Salas’s “Unos pastores,” a duet, aria da capo, had siciliano-style accompaniment (dotted rhythm, 6/8) with violins. Another duet, “Tarara, qui yo soy Antón,” a rapid G major in 3/8, used strophic form; its continuo , guitar and cello alone, omitted the harpsichord. “Vaya de xacará, amigos” by Castellanos, a lively, even comic accounting of Adam’s Fall and redemption by the Trinity, was also strophic, in 3/8 G minor, and almost in the vein of a fandango; the birth year of Castellanos may not be known, but he died the same year as Mozart, and to my surprise I was able to find instrumental and vocal parts for this piece on IMSLP, presumably the composer’s autograph manuscript.

A soprano aria in F major with the full ensemble, “Noble, megestuosa” by García de Antonio, had Sarah Darling exchanging her Baroque violin for a viola, but she took up the violin once more for the final number, “Gitanillas vienen” (the little gypsy girls are coming) by Castellanos, a tonally rich vocal duet, with the singers snapping their fingers like castanets.

Guests Jesse Irons (violin), Benjamin Katz (harpsichord), Adriana Ruiz (soprano), and Christina English (mezzo), plus two members of the ensemble La Fontegara: Eloy Cruz (Baroque guitar) and María Diez-Canedo (flute) joined this concert’s nucleus of Daniel Ryan (cello) and Suzanne Stumpf (flute), artistic co-directors, plus Sarah Darling (violin).

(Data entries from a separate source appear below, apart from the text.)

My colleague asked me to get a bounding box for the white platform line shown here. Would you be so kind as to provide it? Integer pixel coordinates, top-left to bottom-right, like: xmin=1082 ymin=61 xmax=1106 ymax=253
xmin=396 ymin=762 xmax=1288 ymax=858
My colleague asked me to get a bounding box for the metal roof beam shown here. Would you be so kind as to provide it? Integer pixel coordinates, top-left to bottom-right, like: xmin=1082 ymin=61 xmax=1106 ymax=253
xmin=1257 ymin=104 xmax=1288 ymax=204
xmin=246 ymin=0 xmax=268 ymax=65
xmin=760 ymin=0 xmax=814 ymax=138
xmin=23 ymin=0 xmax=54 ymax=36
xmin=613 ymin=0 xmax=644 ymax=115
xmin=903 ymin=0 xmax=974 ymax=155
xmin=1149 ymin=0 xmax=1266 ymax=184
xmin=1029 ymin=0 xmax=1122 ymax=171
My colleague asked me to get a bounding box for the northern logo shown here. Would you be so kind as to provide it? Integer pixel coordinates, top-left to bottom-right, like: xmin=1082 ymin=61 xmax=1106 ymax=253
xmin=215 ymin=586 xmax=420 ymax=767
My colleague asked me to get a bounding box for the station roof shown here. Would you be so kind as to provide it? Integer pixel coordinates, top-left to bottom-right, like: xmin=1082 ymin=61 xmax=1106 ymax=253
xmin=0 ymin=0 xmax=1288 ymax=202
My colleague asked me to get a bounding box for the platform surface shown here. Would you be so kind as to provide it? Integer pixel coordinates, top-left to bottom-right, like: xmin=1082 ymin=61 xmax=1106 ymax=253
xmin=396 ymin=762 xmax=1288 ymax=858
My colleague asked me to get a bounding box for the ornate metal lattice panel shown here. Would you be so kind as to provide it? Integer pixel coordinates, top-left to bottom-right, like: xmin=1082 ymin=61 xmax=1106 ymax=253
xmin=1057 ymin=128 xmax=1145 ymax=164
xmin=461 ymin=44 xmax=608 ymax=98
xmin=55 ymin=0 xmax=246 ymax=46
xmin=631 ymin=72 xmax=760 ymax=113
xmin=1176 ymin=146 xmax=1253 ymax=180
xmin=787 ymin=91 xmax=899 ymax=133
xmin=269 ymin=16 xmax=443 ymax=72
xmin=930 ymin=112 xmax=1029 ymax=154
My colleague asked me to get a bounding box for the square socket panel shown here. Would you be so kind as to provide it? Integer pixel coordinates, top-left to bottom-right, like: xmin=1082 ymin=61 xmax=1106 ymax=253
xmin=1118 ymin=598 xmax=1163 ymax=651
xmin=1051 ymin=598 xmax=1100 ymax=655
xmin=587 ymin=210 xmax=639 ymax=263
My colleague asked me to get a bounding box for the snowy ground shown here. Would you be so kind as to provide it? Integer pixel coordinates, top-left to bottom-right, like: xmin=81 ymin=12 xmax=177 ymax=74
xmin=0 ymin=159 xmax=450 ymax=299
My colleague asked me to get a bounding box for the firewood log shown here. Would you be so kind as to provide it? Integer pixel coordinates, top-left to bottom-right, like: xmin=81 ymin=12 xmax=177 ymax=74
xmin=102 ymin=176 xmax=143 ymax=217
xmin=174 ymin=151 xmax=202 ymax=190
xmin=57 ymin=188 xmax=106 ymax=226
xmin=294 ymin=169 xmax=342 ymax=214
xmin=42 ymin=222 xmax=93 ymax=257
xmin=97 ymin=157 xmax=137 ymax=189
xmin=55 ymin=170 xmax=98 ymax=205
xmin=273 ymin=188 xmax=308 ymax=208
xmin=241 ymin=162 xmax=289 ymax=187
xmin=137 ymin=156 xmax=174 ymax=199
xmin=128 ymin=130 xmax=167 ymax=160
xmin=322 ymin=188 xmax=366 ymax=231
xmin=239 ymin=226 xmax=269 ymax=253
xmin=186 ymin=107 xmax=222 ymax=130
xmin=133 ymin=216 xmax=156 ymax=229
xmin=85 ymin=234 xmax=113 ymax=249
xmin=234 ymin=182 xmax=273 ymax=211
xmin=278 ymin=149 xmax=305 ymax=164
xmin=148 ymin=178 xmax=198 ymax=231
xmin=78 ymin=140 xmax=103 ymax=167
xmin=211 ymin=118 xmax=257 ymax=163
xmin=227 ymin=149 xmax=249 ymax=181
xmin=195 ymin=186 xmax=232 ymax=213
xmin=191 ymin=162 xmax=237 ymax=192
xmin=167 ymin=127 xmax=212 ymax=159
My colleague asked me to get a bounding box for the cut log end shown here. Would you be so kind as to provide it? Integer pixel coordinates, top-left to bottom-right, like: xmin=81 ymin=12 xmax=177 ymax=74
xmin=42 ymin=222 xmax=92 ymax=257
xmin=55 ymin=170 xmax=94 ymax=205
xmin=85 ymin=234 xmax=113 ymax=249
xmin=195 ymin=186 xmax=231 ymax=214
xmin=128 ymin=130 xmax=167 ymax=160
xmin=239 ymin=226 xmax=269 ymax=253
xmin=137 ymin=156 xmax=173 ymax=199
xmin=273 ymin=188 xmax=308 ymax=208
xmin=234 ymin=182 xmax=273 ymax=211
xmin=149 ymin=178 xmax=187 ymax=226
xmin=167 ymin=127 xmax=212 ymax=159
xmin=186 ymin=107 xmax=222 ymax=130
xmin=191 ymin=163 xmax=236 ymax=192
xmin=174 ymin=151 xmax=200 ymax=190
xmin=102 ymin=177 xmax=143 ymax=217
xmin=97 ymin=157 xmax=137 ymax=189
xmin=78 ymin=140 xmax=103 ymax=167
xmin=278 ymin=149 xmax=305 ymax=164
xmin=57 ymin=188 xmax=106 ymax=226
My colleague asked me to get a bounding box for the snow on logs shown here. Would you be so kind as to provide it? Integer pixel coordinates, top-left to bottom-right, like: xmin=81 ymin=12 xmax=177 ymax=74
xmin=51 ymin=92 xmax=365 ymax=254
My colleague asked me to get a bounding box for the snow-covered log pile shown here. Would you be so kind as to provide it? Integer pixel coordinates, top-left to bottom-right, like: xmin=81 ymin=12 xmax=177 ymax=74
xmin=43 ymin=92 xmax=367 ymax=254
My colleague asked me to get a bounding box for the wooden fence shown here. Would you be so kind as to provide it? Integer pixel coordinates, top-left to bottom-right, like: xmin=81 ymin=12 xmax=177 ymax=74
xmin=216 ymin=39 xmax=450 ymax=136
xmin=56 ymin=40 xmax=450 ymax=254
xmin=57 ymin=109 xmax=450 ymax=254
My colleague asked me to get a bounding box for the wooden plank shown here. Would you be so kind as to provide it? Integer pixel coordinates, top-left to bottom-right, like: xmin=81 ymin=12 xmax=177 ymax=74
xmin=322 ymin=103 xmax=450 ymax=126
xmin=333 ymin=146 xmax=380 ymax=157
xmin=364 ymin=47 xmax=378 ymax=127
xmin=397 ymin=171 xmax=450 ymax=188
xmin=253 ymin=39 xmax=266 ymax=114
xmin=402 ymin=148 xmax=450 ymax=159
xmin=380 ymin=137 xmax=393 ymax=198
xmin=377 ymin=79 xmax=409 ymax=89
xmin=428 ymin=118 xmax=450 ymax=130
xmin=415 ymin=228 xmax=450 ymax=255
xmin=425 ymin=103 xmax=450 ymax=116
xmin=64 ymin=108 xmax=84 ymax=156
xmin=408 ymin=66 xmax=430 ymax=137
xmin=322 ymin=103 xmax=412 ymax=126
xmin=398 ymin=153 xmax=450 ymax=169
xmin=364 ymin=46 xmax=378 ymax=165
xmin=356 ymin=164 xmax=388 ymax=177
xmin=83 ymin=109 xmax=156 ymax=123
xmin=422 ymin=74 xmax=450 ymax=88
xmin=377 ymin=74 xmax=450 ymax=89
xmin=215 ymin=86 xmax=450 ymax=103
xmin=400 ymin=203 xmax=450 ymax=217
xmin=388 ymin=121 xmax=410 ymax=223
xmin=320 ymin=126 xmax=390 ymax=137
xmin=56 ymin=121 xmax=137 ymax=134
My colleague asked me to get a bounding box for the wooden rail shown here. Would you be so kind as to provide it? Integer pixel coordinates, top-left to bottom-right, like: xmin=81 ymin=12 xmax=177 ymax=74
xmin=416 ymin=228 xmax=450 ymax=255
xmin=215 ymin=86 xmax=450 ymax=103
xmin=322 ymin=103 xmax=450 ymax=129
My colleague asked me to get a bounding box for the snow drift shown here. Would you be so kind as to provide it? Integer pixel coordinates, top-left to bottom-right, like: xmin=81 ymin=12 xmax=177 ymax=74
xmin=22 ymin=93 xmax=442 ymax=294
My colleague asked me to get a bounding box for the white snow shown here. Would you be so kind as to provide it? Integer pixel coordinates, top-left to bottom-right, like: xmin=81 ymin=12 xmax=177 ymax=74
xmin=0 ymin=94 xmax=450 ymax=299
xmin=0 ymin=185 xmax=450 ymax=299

Mark DeVoto, musicologist and composer, is an expert on the music of Alban Berg, Debussy, and other early 20th-century composers. A graduate of Harvard College (1961) and Princeton (Ph.D., 1967), he has published on many music subjects, and edited the revised fourth (1978) and fifth (1987) editions of Harmony by his teacher Walter Piston.